Over 100 non-governmental organizations and charities, including Canada’s Catholic aid agency Development and Peace-Caritas Canada, have signed onto a letter protesting a $1.3-billion, 15-per-cent cut in Canada’s foreign aid spending.
“I cannot pretend I know the reasoning of the Canadian government,” said Development and Peace executive director Carl Hetu after Finance Minister Chrystia Freeland presented her latest budget in Parliament March 28. “I just know that once again cutting international aid is the least politically costly for a government. They cut 15 per cent, $1.3 billion, when we were promised they would do the opposite.”
Hetu suspects the cuts have already cost Development and Peace partners working with vulnerable, marginalized migrants. Just before the budget came down, the Catholic development agency was unexpectedly turned down for funding that would have gone to help Venezuelan migrants in Colombia and Rohingya refugees in Bangladesh.
“Suddenly we are told — last minute — that we’re not going to get a penny,” Hetu said. “Thousands of refugees in both countries are not going to be helped.”
In the case of the Rohingya, who just endured another major fire in the largest collection of refugee camps in the world, the consequences are particularly dire, Hetu said.

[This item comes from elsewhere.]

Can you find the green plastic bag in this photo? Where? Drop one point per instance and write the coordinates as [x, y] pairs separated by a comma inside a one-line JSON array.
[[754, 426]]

This year’s cuts come in the context of an overall rise in Canadian international aid and assistance and the sun setting on some extraordinary expenses related to COVID, said Global Affairs spokesperson Geneniéve Tremblay.
“Overall, the international assistance envelope has grown from $4.63 billion in 2015-16 to an anticipated $6.89 billion in 2023-24, an increase of 49 per cent,” Tremblay said in an email.
The decreases in spending this year were expected as pressures from COVID have eased over the last year, said Tremblay.
“Those allocations were in response to exceptional circumstances and were not intended to continue over the long term,” she said.
While the federal budget shovels money at Canadian investments in the green economy, money for communities in poor countries struggling to cope with climate change is insufficient, said Hetu.
The evidence is in the global migration crisis that has come knocking on Canada’s door, he said.
“The world and all the continents are burning down. In a time when we need to find solutions and peace-building and reconciliation and more democracy, it’s like we turn away from what needs to be done,” he said. “It’s by investing in peace, by investing in development, by investing in human dignity that people will remain in their countries. We are aggravating the problem.”
The 270-page budget document claims the government cares about the same things and sees the same problems Development and Peace does.
“With human rights and the rule of law under threat from authoritarian regimes around the world, Canada has an important role to play in fighting for the values we cherish. Indeed, as a democracy, Canada has an obligation to take steps to protect the most vulnerable and help to build a safer and more prosperous world for people everywhere,” the document declares on page 182.
In 2021 Canada spent 0.32 per cent of Gross National Income on overseas development aid, according to OECD (Organization for Economic Co-operation and Development) statistics. That places Canada 14th out of 30 donor nations and just under the average for all OECD countries. The 0.7 per cent standard in aid spending for donor nations was first proposed by Prime Minister Lester B. Pearson in 1969 and adopted by the United Nations. Canada has never reached 0.7 per cent.
Development and Peace now turns to its 10,000 members and thousands of donors to try to sustain its work in Latin America, Africa, Asia and the Middle East.